Governments around the world are rethinking what digital money should look like.
Certain countries focus on secure and efficient payment systems, whereas others invest in crypto as a long-term tool for national growth.
Canada is building a tightly regulated framework for stablecoins, positioning them as a safe extension of the existing financial system. Bhutan, by contrast, is leaning into Bitcoin as a strategic asset, using mining and long-term holdings to support economic development.
Canada’s vision of “good money”
The Bank of Canada has made its position on stablecoins clear: only high-quality, fiat-backed stablecoins will be considered acceptable within the country’s financial system.
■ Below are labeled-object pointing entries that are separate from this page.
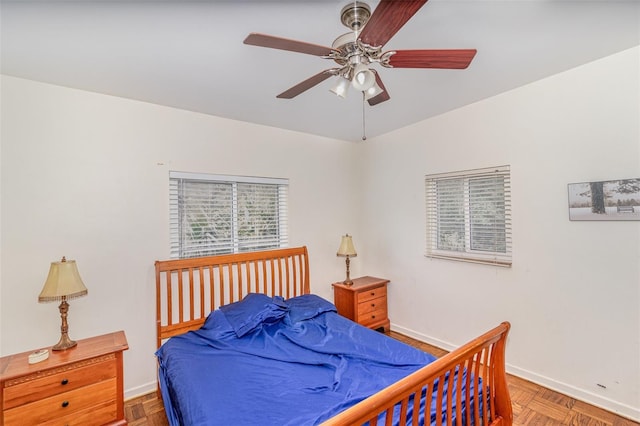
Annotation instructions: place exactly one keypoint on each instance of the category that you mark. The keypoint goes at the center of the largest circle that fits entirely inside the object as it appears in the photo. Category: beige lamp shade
(346, 247)
(63, 282)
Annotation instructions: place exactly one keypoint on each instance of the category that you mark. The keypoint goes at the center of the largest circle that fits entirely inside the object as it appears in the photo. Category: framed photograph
(607, 200)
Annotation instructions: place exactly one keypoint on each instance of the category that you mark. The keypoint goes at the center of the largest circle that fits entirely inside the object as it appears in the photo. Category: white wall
(572, 295)
(86, 176)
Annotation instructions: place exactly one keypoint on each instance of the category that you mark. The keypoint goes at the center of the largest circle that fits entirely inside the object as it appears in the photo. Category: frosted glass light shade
(363, 78)
(341, 87)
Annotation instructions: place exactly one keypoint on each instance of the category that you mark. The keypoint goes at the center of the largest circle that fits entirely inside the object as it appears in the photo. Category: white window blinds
(214, 214)
(469, 215)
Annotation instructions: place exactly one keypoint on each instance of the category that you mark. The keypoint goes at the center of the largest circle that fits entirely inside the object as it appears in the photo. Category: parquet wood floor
(533, 405)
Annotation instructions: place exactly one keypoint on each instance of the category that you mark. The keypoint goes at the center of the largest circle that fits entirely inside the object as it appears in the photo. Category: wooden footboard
(483, 357)
(188, 289)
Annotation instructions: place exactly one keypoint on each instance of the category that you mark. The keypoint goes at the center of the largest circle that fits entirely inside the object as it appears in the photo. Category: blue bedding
(268, 361)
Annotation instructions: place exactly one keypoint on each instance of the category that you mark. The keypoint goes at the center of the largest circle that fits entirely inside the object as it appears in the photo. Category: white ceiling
(190, 55)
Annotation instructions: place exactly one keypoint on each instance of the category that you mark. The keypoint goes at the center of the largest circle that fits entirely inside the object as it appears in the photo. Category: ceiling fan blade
(264, 40)
(307, 84)
(432, 58)
(387, 19)
(383, 96)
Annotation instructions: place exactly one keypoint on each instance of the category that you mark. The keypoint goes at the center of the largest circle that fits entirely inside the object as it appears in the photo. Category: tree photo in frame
(605, 200)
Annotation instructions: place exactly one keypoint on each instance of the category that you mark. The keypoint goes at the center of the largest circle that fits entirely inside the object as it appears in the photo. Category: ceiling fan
(355, 51)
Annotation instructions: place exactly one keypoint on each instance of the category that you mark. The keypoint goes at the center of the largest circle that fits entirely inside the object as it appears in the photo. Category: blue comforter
(266, 361)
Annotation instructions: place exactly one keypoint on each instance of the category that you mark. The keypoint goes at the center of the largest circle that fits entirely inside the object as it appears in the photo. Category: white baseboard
(618, 408)
(139, 390)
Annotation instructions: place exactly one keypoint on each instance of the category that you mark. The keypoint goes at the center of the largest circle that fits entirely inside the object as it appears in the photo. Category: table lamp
(63, 283)
(347, 250)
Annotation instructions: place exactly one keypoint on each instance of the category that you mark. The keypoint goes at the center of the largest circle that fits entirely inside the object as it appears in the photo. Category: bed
(242, 340)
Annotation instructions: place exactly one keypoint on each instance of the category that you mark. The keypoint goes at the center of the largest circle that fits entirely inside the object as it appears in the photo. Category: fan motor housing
(355, 15)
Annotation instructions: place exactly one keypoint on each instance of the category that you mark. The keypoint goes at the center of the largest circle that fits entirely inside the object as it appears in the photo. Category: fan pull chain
(364, 136)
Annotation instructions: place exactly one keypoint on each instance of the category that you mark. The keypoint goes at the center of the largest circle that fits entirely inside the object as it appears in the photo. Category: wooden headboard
(188, 289)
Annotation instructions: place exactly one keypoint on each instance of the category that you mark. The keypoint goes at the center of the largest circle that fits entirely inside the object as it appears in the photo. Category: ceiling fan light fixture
(372, 91)
(363, 78)
(341, 87)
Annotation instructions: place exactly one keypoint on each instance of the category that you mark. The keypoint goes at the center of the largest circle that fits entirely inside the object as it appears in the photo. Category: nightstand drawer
(80, 386)
(372, 305)
(364, 301)
(98, 415)
(373, 293)
(63, 404)
(62, 379)
(372, 317)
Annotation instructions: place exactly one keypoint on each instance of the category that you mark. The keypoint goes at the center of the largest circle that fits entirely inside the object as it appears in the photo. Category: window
(469, 215)
(213, 214)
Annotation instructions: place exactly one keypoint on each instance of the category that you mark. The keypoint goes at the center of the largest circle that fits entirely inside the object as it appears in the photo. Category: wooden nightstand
(365, 301)
(79, 386)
Governor Tiff Macklem has described the goal as ensuring stablecoins function as “good money,” meaning they must be reliable, safe, and compatible with existing payment infrastructure.
For Canadian policymakers, stablecoins are not about disruption for its own sake.
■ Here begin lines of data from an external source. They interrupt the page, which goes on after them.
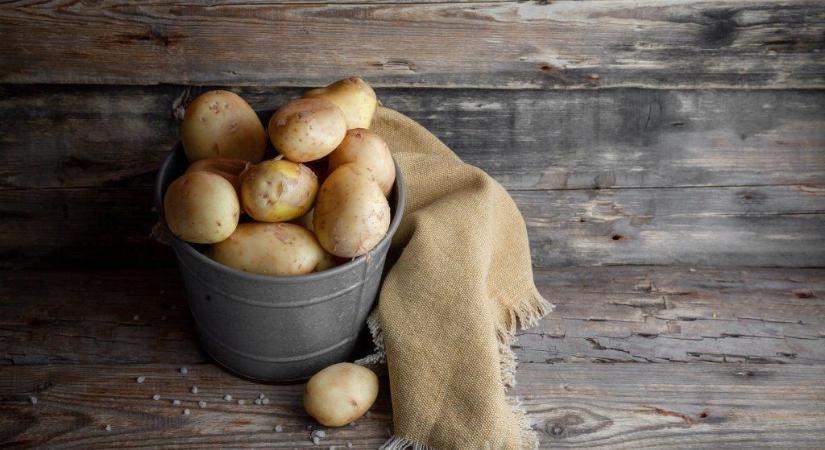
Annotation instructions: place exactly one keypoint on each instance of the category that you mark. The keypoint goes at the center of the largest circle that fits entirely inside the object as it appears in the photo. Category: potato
(270, 249)
(351, 215)
(307, 129)
(354, 96)
(327, 262)
(231, 169)
(201, 207)
(367, 149)
(306, 220)
(220, 124)
(340, 394)
(278, 190)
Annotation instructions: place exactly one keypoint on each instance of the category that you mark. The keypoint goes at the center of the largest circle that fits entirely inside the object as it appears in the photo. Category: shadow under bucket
(277, 328)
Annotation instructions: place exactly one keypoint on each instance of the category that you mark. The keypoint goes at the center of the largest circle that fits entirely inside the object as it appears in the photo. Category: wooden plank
(91, 136)
(736, 43)
(663, 406)
(658, 314)
(603, 314)
(762, 226)
(624, 406)
(88, 227)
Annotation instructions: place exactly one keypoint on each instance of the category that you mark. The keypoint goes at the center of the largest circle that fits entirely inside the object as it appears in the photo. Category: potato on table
(271, 249)
(355, 98)
(367, 149)
(351, 215)
(340, 394)
(307, 129)
(220, 124)
(278, 190)
(201, 207)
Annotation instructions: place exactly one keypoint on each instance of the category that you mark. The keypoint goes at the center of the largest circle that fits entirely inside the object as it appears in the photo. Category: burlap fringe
(399, 443)
(525, 316)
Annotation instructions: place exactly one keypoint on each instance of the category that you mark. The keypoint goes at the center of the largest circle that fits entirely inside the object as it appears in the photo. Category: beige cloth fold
(449, 306)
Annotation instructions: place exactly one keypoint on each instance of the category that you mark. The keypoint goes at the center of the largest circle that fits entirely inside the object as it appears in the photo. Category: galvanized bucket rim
(184, 246)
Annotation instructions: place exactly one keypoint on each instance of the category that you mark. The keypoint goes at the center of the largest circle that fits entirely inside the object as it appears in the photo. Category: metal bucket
(277, 328)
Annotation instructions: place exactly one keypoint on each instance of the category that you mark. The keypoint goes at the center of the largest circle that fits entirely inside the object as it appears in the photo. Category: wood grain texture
(603, 314)
(500, 45)
(91, 136)
(679, 176)
(624, 406)
(764, 226)
(663, 406)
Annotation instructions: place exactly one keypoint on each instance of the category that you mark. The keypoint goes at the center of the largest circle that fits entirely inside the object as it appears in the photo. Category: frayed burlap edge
(525, 316)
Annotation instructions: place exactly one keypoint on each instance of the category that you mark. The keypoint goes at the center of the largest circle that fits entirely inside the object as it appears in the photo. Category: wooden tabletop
(668, 158)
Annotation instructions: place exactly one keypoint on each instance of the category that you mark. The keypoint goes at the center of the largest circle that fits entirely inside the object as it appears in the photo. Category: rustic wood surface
(502, 45)
(603, 314)
(622, 176)
(668, 157)
(73, 136)
(624, 406)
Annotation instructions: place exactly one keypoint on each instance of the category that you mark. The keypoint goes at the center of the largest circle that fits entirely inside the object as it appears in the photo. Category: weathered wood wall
(621, 176)
(668, 157)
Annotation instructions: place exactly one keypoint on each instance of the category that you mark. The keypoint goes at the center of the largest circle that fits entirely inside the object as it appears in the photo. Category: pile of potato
(271, 217)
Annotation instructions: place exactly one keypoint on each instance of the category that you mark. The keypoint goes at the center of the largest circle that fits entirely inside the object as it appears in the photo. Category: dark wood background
(668, 157)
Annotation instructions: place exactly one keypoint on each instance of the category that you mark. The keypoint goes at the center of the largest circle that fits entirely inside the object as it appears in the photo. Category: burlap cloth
(450, 304)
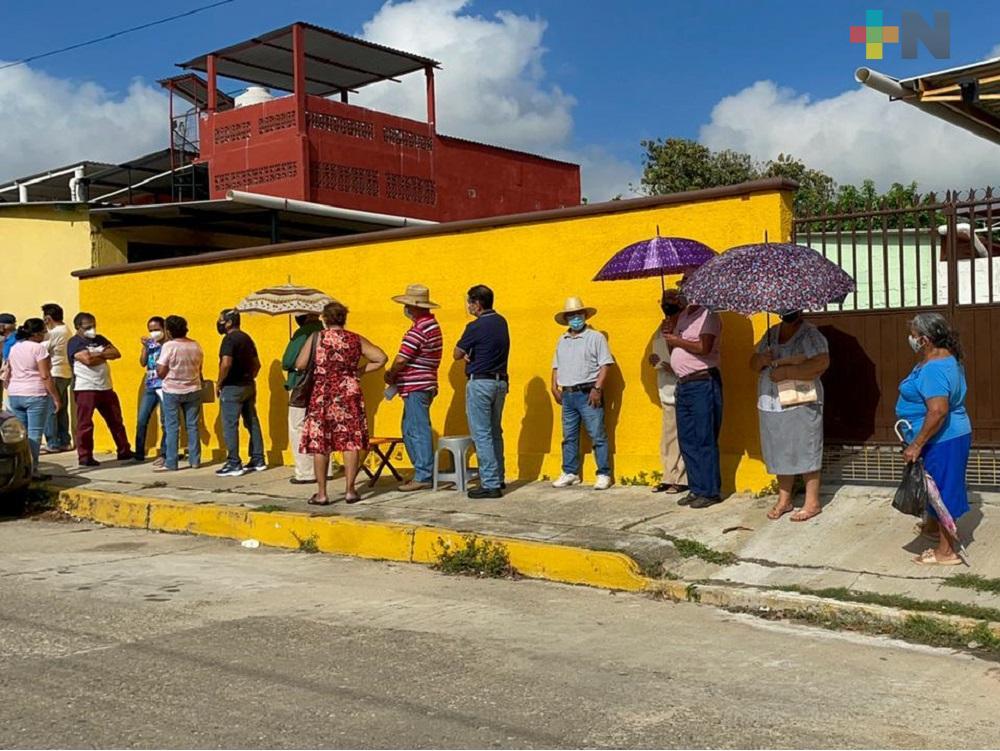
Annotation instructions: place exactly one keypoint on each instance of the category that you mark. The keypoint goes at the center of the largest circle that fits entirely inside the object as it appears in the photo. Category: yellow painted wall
(41, 247)
(531, 268)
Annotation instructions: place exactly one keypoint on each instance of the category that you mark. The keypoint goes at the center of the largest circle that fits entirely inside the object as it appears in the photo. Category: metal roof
(334, 61)
(967, 96)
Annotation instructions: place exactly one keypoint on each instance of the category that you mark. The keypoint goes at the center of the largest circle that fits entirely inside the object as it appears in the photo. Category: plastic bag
(911, 496)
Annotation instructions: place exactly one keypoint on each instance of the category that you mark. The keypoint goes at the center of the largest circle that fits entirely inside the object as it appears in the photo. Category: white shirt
(56, 343)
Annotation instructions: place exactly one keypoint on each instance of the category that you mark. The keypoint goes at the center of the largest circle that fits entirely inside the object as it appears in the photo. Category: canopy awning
(334, 61)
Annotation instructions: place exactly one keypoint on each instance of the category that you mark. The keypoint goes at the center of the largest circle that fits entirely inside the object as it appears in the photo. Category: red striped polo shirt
(421, 348)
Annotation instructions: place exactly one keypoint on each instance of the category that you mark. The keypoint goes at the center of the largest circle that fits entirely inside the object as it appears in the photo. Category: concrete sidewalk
(859, 542)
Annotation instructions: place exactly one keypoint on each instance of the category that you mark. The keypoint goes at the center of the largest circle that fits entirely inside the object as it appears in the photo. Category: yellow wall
(41, 246)
(531, 268)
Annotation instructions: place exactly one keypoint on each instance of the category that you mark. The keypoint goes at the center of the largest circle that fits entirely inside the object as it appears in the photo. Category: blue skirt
(946, 462)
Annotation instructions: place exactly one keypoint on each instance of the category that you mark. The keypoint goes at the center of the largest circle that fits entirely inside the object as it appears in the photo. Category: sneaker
(565, 480)
(603, 482)
(231, 469)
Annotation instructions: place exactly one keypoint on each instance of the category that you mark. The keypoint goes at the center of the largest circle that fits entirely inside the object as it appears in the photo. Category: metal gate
(931, 254)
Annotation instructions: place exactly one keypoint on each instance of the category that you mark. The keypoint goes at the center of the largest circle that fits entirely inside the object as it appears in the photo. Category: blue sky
(636, 68)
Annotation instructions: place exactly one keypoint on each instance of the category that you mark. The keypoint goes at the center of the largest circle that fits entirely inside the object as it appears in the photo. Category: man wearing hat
(579, 368)
(414, 375)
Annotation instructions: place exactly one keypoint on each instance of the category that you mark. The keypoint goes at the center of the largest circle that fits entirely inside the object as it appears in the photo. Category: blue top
(486, 341)
(944, 377)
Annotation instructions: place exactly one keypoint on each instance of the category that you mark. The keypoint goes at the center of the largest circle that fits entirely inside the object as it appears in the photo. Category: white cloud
(852, 136)
(492, 86)
(48, 122)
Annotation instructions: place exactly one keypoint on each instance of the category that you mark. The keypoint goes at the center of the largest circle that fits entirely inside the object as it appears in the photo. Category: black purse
(302, 392)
They are viewed as a potential tool to make payments faster, cheaper, and more secure for a population of more than 40 million people. The emphasis is on utility and consumer protection, rather than speculation.
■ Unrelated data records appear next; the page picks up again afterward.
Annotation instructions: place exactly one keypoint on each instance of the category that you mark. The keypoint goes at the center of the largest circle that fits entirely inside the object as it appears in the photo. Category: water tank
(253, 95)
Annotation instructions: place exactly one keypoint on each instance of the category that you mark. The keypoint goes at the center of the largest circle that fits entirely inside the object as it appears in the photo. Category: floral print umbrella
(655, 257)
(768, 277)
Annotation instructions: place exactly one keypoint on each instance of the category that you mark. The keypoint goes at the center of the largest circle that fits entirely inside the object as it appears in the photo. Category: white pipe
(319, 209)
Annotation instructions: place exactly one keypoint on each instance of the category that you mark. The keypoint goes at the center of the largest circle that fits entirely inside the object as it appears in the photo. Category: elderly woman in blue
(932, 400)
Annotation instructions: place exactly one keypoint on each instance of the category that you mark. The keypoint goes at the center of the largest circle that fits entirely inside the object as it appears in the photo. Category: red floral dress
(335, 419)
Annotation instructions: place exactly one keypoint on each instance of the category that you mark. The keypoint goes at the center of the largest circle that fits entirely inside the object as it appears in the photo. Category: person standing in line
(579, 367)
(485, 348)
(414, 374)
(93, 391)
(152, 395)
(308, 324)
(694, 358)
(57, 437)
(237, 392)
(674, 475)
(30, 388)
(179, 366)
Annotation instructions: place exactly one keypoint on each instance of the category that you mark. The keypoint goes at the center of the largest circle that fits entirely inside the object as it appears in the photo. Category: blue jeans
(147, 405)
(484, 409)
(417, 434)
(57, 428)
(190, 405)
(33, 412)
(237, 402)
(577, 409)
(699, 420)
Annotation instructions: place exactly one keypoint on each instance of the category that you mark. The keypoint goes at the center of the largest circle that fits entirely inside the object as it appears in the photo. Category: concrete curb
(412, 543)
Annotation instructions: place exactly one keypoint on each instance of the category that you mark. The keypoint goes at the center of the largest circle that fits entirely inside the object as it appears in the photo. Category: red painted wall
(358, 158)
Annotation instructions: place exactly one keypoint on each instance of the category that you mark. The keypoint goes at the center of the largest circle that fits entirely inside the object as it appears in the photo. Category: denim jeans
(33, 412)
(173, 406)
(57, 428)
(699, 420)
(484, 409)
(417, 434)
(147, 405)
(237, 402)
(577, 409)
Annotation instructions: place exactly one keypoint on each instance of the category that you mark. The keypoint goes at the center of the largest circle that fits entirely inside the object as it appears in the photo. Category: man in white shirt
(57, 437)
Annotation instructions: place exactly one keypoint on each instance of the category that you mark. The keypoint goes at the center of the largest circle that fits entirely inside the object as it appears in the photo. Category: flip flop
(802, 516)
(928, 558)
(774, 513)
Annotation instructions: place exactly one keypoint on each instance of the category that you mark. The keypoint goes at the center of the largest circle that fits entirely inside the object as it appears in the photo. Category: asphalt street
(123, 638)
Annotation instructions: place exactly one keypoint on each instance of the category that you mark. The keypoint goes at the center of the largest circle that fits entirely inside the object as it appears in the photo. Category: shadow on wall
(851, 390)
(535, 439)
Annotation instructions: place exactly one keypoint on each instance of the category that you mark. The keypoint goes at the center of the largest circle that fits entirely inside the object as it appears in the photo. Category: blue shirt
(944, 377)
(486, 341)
“The goal is to ensure Canadians can leverage the innovation of stablecoins and do so safely,” Macklem said, framing regulation as an enabler rather than a barrier.
That philosophy extends beyond stablecoins themselves. Canada is also rolling out a Real-Time Rail payments system designed to enable instant settlements between businesses and consumers. At the same time, the country is advancing an open banking framework that would allow Canadians to move data and switch banks more easily.
Why Canada walked away from a CBDC
Notably, Canada has stepped back from issuing a retail central bank digital currency. In September 2024, the Bank of Canada shelved plans for a digital Canadian dollar, citing a lack of a compelling case to proceed.
That decision reflects a growing skepticism among some central banks about CBDCs, particularly in countries with well-functioning banking systems. For Canada, the combination of real-time payments, open banking, and regulated private-sector stablecoins appears to offer many of the same benefits without the complexity and political risk of issuing a central bank-backed digital token.
From this perspective, stablecoins are not competitors to sovereign money but extensions of it, provided they meet strict standards.
Lucas Matheson, CEO of Coinbase Canada, has argued that the proposed stablecoin rules could fundamentally change how Canadians interact with money and the internet.
Stablecoins grow as governments take notice
Canada’s stance comes at a time when the stablecoin market is expanding rapidly. The sector is currently valued at more than $300 billion, and estimates from the U.S. Treasury suggest it could grow to $2 trillion by 2028.
That growth has pushed stablecoins from the margins of crypto into mainstream policy discussions. For regulators, the challenge is no longer whether stablecoins matter, but how to integrate them without undermining financial stability.
Canada’s answer is caution, clarity, and oversight.
Bhutan’s alternative path: Bitcoin as a national asset
Bhutan’s approach could not be more different.
The Himalayan kingdom has quietly built one of the largest sovereign Bitcoin holdings in the world, largely through state-backed mining operations powered by hydroelectric energy. Estimates suggest Bhutan holds more than 11,000 Bitcoin, worth close to $1 billion at recent prices.
Rather than treating Bitcoin as a speculative asset, Bhutan’s government has positioned it as a long-term strategic resource.
Officials have emphasized capital preservation, strong governance, and transparency, describing Bitcoin’s value as something that compounds over time.
“The priority will be to preserve the long-term potential of Bitcoin while ensuring development proceeds stably and sustainably,” the government has said, framing its holdings as part of a broader economic vision.
Bitcoin-powered development
Bhutan’s Bitcoin strategy is closely tied to its ambitions for economic development. The Gelephu Mindfulness City, a special administrative region currently under construction, is a flagship project within that vision.
The city is part of Bhutan’s wider Bitcoin Development Pledge, which aims to use digital assets and mining revenues to support long-term growth. The project has already unveiled a masterplan, legal framework, and governance structure, with construction underway.
King Jigme Khesar Namgyel Wangchuck has described the initiative as a shared national project. Most land in Bhutan is state-owned, and the government has likened landowners to shareholders, ensuring that citizens across all regions benefit from development.
“We are therefore developing a new land policy that protects landowners, prevents widening disparities, and ensures shared national prosperity,” he said.
Gelephu Mindfulness City has also embraced crypto-native infrastructure. Merchants and tourism services accept crypto payments, and the region has launched a sovereign-backed digital token linked to physical gold.
Two philosophies, one trend
Canada and Bhutan are responding to the same global forces: digitization, faster payments, and the growing role of crypto assets. Yet their responses reflect fundamentally different philosophies.
Neither approach is universally applicable. Canada’s model suits a large, advanced economy with deep financial markets. Bhutan’s strategy reflects the flexibility of a smaller nation willing to experiment outside conventional frameworks.
What they share is an acknowledgment that money is changing. Whether through regulated stablecoins or sovereign Bitcoin reserves, governments are no longer standing on the sidelines.